Abstract
Background:
Chronic obstructive pulmonary disease (COPD) has an unpredictable trajectory and high symptom burden, complicating end-of-life (EOL) decisions around place of death and hospice use. Little is known about how families navigate these decisions.
Methods:
We conducted semi-structured interviews with bereaved caregivers of people with COPD who received pulmonary care at a U.S. academic center and died within 12 months. Two investigators performed template analysis to identify themes.
Results:
We interviewed 18 caregivers (median age 58; 50% Black; 89% female). Fifty-six percent of decedents received hospice; 33% died at home. Caregivers described five themes: missed prognostic cues and poor communication; hospice as both loss and relief; home as ideal but hospital as default; financial influences on decisions; and mismatch between hospice and COPD needs.
Conclusions:
Caregivers identified a readiness gap driven by prognostic uncertainty, communication challenges, and financial constraints. Clearer communication and hospice models better aligned with COPD are needed.
Key Message
Family caregivers of people with chronic obstructive pulmonary disease (COPD) described a readiness gap in end-of-life decision making, marked by delayed communication, crisis-driven hospice referral, and limited support for home death. Addressing this gap will require earlier conversations and hospice models better aligned with COPD’s prolonged and unpredictable course.
Introduction
Chronic obstructive pulmonary disease (COPD) is a leading cause of morbidity and mortality, marked by functional impairment and high symptom burden near the end of life (EOL).1–3 Prognostication in COPD remains challenging because of its unpredictable illness trajectory with periods of stability punctuated by acute exacerbations with partial recovery, making it difficult to prepare for EOL.4–7
Although hospice improves comfort, caregiver support, and reduces intensive care utilization, people with COPD are less likely than those with cancer to receive hospice (39.0% vs. 59.5%). 8 When they enroll in hospice, they do so later and have higher odds of live discharge, including from hospitalization or loss of hospice eligibility.9,10 Designed around cancer trajectories, the Medicare hospice benefit requires forgoing disease-directed care during the terminal phase, which is often difficult to identify in COPD. Hospice was also designed to support dying at home, with limited inpatient coverage. 11 Although most individuals prefer a home death and home deaths in COPD have increased to 35% in recent years, caregivers are often unprepared for the reality of EOL care at home and unaware of hospice limitations.12–14 To better understand these disparities, we conducted a qualitative study of bereaved caregiver perspectives on hospice use and place of death in COPD.
Methods
Sample
We conducted semi-structured interviews with English-speaking unpaid caregivers ≥21 years old of people with COPD who had been seen in Emory Healthcare pulmonary clinics and died within the past 12 months of respiratory-related causes as determined by chart review. Decedents were identified through electronic medical record review using COPD-related International Classification of Diseases-9/10 codes, with spirometry-confirmed airflow obstruction (forced expiratory volume in one second/forced vital capacity <0.70). 15 During the intake call, we confirmed the cause and place of death and identified the family member most involved in caregiving to determine eligibility.

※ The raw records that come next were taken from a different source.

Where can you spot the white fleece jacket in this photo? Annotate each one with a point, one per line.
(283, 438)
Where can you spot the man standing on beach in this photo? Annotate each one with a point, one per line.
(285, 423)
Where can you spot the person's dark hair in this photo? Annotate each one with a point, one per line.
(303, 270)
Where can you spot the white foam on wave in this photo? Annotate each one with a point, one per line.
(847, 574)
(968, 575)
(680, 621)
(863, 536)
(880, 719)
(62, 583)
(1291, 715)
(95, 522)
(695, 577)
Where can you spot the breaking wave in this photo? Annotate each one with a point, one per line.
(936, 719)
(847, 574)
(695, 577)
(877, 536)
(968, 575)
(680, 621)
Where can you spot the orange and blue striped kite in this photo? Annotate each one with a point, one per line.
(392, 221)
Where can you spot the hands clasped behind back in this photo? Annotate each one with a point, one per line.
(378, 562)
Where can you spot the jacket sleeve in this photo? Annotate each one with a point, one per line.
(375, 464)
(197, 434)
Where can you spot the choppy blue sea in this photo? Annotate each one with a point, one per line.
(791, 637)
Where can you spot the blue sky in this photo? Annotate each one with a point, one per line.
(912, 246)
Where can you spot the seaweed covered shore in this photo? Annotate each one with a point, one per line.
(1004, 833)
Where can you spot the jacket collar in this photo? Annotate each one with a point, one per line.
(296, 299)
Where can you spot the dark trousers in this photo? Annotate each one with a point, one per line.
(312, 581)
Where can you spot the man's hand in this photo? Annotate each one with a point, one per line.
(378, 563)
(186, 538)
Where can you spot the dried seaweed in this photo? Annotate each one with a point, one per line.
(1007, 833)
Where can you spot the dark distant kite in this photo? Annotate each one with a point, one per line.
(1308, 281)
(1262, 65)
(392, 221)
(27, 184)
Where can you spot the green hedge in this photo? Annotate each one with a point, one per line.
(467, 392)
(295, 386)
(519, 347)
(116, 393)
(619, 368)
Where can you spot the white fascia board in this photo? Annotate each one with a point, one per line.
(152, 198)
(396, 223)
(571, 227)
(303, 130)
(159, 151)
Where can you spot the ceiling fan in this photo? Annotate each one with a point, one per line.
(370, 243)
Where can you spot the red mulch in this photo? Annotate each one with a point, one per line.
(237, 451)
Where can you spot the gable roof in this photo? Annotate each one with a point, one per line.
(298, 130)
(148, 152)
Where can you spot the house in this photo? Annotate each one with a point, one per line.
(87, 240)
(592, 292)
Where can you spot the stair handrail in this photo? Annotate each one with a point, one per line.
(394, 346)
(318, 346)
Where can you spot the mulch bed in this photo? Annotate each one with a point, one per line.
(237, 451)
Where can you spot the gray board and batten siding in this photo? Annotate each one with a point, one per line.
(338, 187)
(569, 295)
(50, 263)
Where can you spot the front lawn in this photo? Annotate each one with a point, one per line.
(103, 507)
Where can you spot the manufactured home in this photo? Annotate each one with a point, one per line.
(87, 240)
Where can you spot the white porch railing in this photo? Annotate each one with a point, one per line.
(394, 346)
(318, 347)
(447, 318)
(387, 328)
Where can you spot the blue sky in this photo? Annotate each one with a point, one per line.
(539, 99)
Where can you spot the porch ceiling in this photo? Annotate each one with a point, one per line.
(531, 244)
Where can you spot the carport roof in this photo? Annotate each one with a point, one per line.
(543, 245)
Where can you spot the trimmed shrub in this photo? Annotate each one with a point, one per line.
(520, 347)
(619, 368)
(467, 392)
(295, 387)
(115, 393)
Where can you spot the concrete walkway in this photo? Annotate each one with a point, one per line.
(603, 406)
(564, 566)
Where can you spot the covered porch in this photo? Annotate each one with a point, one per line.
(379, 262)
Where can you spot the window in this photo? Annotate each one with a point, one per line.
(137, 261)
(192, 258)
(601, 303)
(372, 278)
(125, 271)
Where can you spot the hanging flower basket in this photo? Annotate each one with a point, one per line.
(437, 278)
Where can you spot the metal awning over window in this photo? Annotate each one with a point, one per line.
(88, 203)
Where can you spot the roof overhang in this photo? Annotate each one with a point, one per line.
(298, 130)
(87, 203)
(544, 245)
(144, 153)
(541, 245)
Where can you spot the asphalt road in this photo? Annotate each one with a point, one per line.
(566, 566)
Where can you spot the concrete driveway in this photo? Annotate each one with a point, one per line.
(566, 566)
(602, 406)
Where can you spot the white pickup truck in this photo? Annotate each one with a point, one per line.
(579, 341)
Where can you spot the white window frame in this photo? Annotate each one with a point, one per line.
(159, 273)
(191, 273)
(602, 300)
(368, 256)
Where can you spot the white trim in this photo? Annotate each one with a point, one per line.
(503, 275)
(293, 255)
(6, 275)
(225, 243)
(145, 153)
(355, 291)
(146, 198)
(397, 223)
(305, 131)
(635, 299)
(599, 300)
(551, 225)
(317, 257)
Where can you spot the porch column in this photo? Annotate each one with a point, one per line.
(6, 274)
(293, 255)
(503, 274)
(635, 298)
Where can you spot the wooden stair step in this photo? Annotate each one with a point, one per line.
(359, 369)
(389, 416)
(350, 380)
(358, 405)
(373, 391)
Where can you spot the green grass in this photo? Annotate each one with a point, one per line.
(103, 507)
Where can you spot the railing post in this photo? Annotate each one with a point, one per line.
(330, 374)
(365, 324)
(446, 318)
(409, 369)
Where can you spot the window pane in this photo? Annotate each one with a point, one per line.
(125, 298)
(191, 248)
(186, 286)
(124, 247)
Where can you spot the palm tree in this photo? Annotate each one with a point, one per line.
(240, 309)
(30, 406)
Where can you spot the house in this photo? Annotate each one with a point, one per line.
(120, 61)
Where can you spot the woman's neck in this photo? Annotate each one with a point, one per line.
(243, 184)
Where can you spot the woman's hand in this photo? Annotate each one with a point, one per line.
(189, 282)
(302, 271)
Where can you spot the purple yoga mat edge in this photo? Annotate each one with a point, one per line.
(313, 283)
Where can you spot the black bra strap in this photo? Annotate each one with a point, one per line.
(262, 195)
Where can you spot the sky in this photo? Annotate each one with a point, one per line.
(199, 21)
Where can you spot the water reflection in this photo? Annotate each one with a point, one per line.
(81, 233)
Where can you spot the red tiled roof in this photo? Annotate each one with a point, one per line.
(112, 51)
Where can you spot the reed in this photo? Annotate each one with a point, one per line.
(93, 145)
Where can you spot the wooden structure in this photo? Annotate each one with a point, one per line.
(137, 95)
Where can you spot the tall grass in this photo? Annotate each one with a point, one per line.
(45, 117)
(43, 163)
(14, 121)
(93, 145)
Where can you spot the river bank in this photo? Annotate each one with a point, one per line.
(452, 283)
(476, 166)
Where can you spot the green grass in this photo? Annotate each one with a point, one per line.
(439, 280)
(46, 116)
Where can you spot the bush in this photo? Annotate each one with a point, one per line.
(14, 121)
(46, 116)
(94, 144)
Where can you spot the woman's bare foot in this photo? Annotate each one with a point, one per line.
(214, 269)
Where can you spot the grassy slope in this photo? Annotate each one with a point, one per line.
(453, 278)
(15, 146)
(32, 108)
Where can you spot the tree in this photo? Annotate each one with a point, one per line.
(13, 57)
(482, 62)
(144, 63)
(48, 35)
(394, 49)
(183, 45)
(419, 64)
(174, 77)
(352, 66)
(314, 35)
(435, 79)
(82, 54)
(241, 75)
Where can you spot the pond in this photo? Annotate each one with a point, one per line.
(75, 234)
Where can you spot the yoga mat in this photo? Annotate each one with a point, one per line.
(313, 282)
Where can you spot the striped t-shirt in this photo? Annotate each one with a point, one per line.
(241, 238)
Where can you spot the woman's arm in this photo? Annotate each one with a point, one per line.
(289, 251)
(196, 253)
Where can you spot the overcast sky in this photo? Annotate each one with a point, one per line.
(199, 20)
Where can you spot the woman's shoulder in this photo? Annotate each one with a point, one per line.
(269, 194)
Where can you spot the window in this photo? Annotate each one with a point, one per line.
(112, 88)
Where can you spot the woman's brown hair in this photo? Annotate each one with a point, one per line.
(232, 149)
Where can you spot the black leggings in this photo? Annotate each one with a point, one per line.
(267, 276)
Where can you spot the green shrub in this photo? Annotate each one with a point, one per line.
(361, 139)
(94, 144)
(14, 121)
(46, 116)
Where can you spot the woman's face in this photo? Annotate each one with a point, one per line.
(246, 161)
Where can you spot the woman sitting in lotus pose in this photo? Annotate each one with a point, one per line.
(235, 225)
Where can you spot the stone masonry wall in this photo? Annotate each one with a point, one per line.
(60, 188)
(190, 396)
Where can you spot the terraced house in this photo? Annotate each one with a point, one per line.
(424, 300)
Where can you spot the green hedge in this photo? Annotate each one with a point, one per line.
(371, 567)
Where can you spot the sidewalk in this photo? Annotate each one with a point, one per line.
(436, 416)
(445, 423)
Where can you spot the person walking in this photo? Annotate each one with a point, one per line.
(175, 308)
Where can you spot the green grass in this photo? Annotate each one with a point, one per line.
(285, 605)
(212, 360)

Participant recruitment and interviews
Eligible participants received an opt-out letter and were then called by a research coordinator (C.P.V.). Participants provided informed consent prior to the interviews. The Emory University Institutional Review Board approved this study (STUDY#00004710).
The interview guide (Supplementary Data) was developed through literature review and expert input, pilot-tested for clarity, and informed by the Theory of Dyadic Illness Management, 16 which conceptualizes illness as a shared patient–caregiver experience. Interviews were conducted by phone or videoconference between April 2024 and February 2025 and lasted approximately one hour. All interviews were professionally transcribed via human transcription (Rev.com). All interviews were conducted by a pulmonary and critical care clinician (N.S.) with formal training in qualitative research.
Qualitative analysis
We conducted template analysis, combining predefined codes from existing literature with inductive coding to develop themes. 17 Two investigators (N.S., T.B.) independently reviewed transcripts, refined the coding framework iteratively, and double-coded all transcripts using MAXQDA. 18 To maximize validity and trustworthiness, we used team-based development of the interview guide and codebook, probes, ongoing transcript review, consensus of final coding, and member checking with a lay summary of this article sent to participants for feedback.19,20 Reflexivity was addressed through team discussions of how clinical and caregiving perspectives shaped interpretation. This study adhered to the Consolidated Criteria for Reporting Qualitative Research checklist (Supplementary Table S1). 21 The final sample size was determined by thematic saturation. 22
Results
Of 114 bereaved caregivers mailed recruitment letters, 96 were excluded (primarily due to inability to contact) and 18 enrolled (Supplementary Fig. S1). Participants had a median age of 58 years (interquartile range 53–69); 50% were Black, 89% were female, and 50% were adult children (Table 1). Approximately half of decedents received hospice, and 33% died at home. Illustrative quotes are shown in Table 2.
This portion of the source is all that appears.